Assembly Democrat Wayne DeAngelo has issued a press release voicing support a bill that has been immobilized in the Legislature for a year or more. Bill A-15 is two parts: one moves school board elections from April (where average turnout is less than 15%) to the general election in November, and the second part eliminates school budget votes for budgets that come in under the 4% cap. While school board members and NJEA leadership are perfectly happy with the second part, they sharply oppose the former. Says the School Boards Association, “school boards members maintain that November board member elections would result in partisan politics dominating local education issues on a wide scale, in spite of best efforts to prevent it from occurring.

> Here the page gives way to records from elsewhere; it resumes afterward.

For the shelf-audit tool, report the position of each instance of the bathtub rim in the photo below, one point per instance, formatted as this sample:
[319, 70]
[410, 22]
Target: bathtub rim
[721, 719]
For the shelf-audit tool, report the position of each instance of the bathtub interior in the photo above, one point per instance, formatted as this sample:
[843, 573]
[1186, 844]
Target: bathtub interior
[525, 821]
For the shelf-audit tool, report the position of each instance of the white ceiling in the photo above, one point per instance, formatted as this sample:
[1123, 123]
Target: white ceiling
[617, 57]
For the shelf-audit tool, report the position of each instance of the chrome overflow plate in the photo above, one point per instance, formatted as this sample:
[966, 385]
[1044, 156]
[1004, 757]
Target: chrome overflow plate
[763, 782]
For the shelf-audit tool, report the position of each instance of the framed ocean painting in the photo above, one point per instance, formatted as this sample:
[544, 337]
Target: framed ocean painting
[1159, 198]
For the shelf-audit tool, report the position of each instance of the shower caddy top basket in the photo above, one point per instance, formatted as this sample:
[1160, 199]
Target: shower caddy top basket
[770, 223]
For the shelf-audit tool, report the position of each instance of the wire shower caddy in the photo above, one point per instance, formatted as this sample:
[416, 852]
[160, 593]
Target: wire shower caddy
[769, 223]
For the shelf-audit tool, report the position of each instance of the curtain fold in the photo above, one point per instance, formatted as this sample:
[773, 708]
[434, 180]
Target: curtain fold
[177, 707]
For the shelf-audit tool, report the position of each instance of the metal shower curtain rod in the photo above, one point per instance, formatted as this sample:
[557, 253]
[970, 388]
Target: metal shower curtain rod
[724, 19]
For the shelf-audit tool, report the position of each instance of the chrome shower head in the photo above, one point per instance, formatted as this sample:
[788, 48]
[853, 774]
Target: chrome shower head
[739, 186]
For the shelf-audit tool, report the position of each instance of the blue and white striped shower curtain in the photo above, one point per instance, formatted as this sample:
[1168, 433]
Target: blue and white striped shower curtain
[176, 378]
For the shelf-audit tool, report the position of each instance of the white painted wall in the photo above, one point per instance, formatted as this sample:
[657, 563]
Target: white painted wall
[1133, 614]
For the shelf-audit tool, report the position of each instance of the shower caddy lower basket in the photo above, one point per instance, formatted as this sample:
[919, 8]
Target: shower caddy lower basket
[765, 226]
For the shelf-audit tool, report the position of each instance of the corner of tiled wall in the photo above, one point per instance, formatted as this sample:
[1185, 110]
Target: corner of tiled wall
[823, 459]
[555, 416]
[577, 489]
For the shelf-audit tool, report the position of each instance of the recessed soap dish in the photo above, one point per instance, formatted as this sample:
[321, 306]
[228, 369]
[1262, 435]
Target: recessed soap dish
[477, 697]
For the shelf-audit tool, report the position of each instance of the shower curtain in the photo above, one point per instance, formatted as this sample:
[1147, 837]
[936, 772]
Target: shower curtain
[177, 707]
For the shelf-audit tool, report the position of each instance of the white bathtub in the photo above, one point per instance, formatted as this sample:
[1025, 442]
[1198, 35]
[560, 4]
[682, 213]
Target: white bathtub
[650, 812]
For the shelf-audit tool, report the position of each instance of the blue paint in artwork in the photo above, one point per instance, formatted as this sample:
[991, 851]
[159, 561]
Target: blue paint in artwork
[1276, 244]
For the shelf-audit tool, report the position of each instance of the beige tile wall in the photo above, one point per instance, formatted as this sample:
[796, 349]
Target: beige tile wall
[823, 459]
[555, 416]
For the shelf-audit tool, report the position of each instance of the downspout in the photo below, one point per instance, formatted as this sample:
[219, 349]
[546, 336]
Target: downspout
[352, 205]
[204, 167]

NJSBA will seek amendments to have this provision removed.” NJEA concurs:
This move would politicize what is currently a non-partisan election process.
Who are they kidding? Some school boards are already partisan, and the ones that aren’t are highly political anyway. School board members’ names will be printed on a separate non-partisan portion of the ballot and more people will vote. Incumbents and union favorites will suffer a bit. The taxpayers won’t get stuck with the expenses incurred by having a separate election in April.
As far as eliminating school budget votes, districts' finances are already tightly constrained by state regulations, oversight, and the 4% cap. Indeed, with union annual increases almost always over 4% and insurance rates rising, every district is cutting back. The vote itself is just a charade: if a budget fails, it goes to the municipality, which usually doesn’t cut anything anyway. If it does cut, the district can appeal to the state. It’s a silly, time-consuming exercise that turns school districts into marketing teams.